Flemish painter, considered the most important of the 17th century,
whose style came to define the animated, exuberantly sensuous aspects
of baroque painting. Combining the bold brushwork, luminous color, and
shimmering light of the Venetian school with the vigor of the art of
Michelangelo and the formal dynamism of Hellenistic sculpture, Rubens
created a vibrant style, with an energy that emanates from tensions
between the intellectual and the emotional, the classical and the romantic.
For more than two centuries after his death, the vitality and eloquence
of his work continued to influence such artists as Jean-Antoine Watteau
in the early 18th century and Eugene Delacroix and Pierre Auguste Renoir
in the 19th century.
Rubens's father, Jan Rubens, was a prominent lawyer and Antwerp alderman
who converted from Catholicism to Calvinism. In 1568 he left Flanders
with his family to escape persecutions against Protestants. Peter Paul
was born in exile in Siegen, Westphalia (now in Germany), also the birthplace
of his brother Philip and his sister Baldina. In Westphalia, Jan Rubens
became the adviser and lover of Princess Anna of Saxony, wife of Prince
William I of Orange (William the Silent).

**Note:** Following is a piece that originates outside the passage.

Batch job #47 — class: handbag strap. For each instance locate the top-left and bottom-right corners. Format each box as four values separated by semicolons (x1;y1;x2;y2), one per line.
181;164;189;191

When Jan Rubens died in 1587, his widow returned the family to Antwerp,
where she and the children became Catholics. After studying the classics
in a Latin school and serving as a court page, Peter Paul decided to
become a painter. He apprenticed in turn with Tobias Verhaecht, Adam
van Noort, and Otto van Veen, called Vaenius, three minor Flemish painters
influenced by 16th-century Mannerist artists of the Florentine-Roman
school. The young Rubens was as precocious a painter as he had been
a scholar of modern European languages and classical antiquity. In 1598,
at the age of 21, he was accorded the rank of master painter of the
Antwerp Guild of Saint Luke.
Shortly thereafter, following the example of many northern European
artists of the period, Rubens traveled to Italy, the center of European
art for the previous two centuries. In 1600 he arrived in Venice, where
he was particularly inspired by the paintings of Titian, Paolo Veronese,
and Tintoretto. Later, while living in Rome, he was influenced by the
works of Michelangelo and Raphael, as well as by ancient Greco-Roman
sculpture.
Vincenzo Gonzaga, the duke of Mantua, employed Rubens for about nine
years. Rubens copied Renaissance paintings for the ducal collection,
but he was also able to execute original works. In 1605 he served as
the duke's emissary to King Philip III of Spain.